La progression est cependant la même dans les régions du monde qui connaissent l’hiver. Le cycle hivernal typique de la grappe d’abeilles est de consommer tout le miel du corps inférieur par temps froid, puis de remonter avant le début du printemps. Lors de votre première inspection, vous verrez très probablement toutes les abeilles, couvain, œufs, et autres activités dans le corps supérieur de vos ruches. Les corps inférieurs peuvent être pour la plupart vides, avec quelques abeilles, mais pas encore de couvain ni de miel. C’est normal pour le début du printemps et ce n’est pas nécessairement un inconvénient. Cela donne aux colonies la possibilité de se développer au cours du mois suivant, réduit les risques d’essaimage précoce (on l’espère !), et permet aux colonies de commencer à atteindre leur pleine capacité plus tard au printemps, à mesure que le flux de nectar augmente. Je suggère de revérifier vos ruches quelques semaines après, si le temps le permet. D’ici là, vous devriez vous attendre à voir la zone de couvain s’étendre dans les corps de ruche inférieurs.
Un conseil, surtout si vous êtes un apiculteur débutant : lorsque je soulève les cadres au début du printemps, je fais attention à les remettre dans le même ordre que je les enlève. Je ne fais pas ça toute l’année. Plus tard, au printemps, je réorganiserai ou retirerai des cadres (pour les remplacer par d’autres) afin de contrôler la production de couvain, pour ESSAYER d’empêcher l’essaimage, ou pour d’autres raisons de gestions. Mais pour le moment, avec les nombreuses nuits froides à venir, je fais très attention de ne pas perturber le regroupement naturel des colonies, qui se concentre autour du couvain et des cadres de nourriture adjacents.
Vous avez peut-être remarqué que, dans mes suggestions de choses à vérifier, je n’ai pas mentionné la recherche de reines. Il n’est pas nécessaire de le faire. La présence d’œufs ou de couvain (surtout de larves) nous indique que les reines sont actives dans nos ruches. Il n’y a même pas besoin de rechercher des œufs lors de ces premières inspections printanières. Je le fais parfois mais ce n’est pas vraiment nécessaire et cela prend plus de temps. Je suis convaincu que mes observations sur les larves et les pupes me donnent les informations dont j’ai besoin sur l’état des ruches.

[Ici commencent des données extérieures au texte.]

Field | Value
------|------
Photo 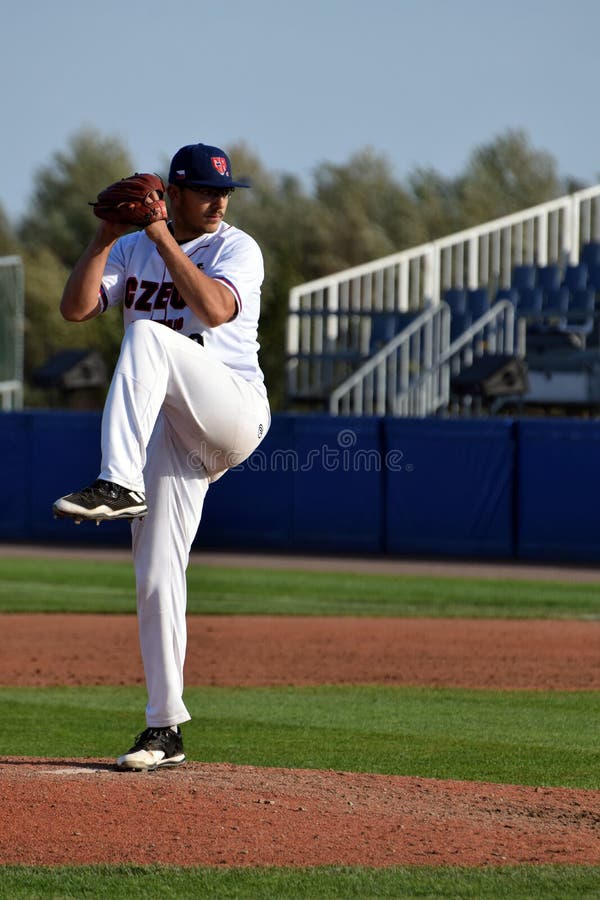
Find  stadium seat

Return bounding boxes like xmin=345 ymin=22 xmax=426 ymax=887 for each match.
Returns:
xmin=369 ymin=312 xmax=399 ymax=355
xmin=517 ymin=287 xmax=544 ymax=318
xmin=511 ymin=263 xmax=537 ymax=291
xmin=494 ymin=288 xmax=519 ymax=309
xmin=532 ymin=286 xmax=571 ymax=331
xmin=588 ymin=263 xmax=600 ymax=294
xmin=560 ymin=288 xmax=596 ymax=335
xmin=537 ymin=264 xmax=561 ymax=292
xmin=450 ymin=311 xmax=473 ymax=343
xmin=467 ymin=288 xmax=490 ymax=320
xmin=579 ymin=241 xmax=600 ymax=269
xmin=562 ymin=263 xmax=588 ymax=293
xmin=443 ymin=288 xmax=467 ymax=315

S’il n’y a pas de couvain ou d’œufs dans une ruche en particulier, c’est le moment de rechercher la reine.
En plus de vérifier le couvain, la nourriture et les abeilles, vous devriez rechercher tout signe de maladie, de nuisibles, ou de parasites. Le varroa est l’une des causes principales de pertes de colonies, et le suivi d’infestation du varroa au printemps est le plus important. Même si vous avez traité à l’automne dernier, un contrôle au début du printemps est essentiel pour connaître le niveau d’infestation varroa dans vos colonies, d’autant plus s’il n’y a pas eu de traitement hivernal hors couvain. Le suivi d’infestation peut être réalisé très facilement à l’aide d’outils tels que le Varroa EasyCheck. Vous saurez alors s’il est nécessaire de mettre en place un traitement rapide avant la pose des hausses, ou des méthodes zootechniques.
Concernant les autres maladies/parasites, il peut être difficile pour les nouveaux apiculteurs de les diagnostiquer. La meilleure chose à faire est d’apprendre à quoi ressemble « la normale » et de garder un œil sur « l’anormal ». Si vous voyez quelque chose qui semble sortir de l’ordinaire, demandez l’aide de votre vétérinaire, de votre TSA, ou même d’un autre apiculteur plus expérimenté.